Bess pulled off her sundress and carefully laid out a less casual outfit while she answered Nancy. “I got a lesson on South American politics. That president-for-life in San Carlos really is bad news. He’d probably arrest someone for looking at him cross-eyed, and so many people have simply disappeared that the place is on the edge of a real revolution. And our government’s going crazy because there’s no knowing which political group will take over! Meanwhile, back at the palace, the president’s bought himself some terrorists to eliminate the leaders of the opposition. And there are probably other terrorists trying to eliminate him.”

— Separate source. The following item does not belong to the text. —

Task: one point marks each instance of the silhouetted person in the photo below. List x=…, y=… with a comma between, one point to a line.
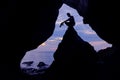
x=70, y=22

“You can’t tell the players without a score-card,” George murmured.

Bess nodded. “According to Dan, the players are switching sides all the time. He says that every time you blink, people change loyalties there.

“Well, I’m first for the shower,” Bess continued, heading for it. “You two had better get a move on. Dan’s picking us up for dinner in half an hour, and he’s bringing along two more bodyguards.”

“Who’s going to protect us from them—or them from Bess?” George wondered aloud.

Bess was right—Dan was good company. He was intelligent, shrewd, and funny, and so were his friends. They ate dinner in a Greek restaurant, and afterward there was music and dancing. It was a fun evening. Or it would have been, if Nancy could have gotten Teresa off her mind.

But she was still thinking about her when the young men returned the girls to their hotel. “Want us to see you into your rooms?” Dan asked.

“Thanks. I think we’ll be safer if you don’t,” Bess answered with a laugh.

The men walked the girls to their door anyway and waited until they were safely inside. George bolted the door.

“That was a nice evening. I think I’ll check with the front desk to see if there were any phone calls while we were out,” Nancy said, heading for her own bedroom.

She flipped on the light switch as she entered.

Then she screamed.

Chapter Eight

The scream brought Nancy’s friends running. They froze, appalled, their eyes following the direction of Nancy’s pointing finger.

There was a message, but it hadn’t come by phone and hadn’t been left with the front desk. It lay in the center of Nancy’s bed in the tightly locked suite.

It was a doll, an eight-inch redheaded doll with a teenage figure, dressed in an abbreviated blue bikini. The doll’s head lolled sickeningly to one side. A red cord was knotted around the broken neck.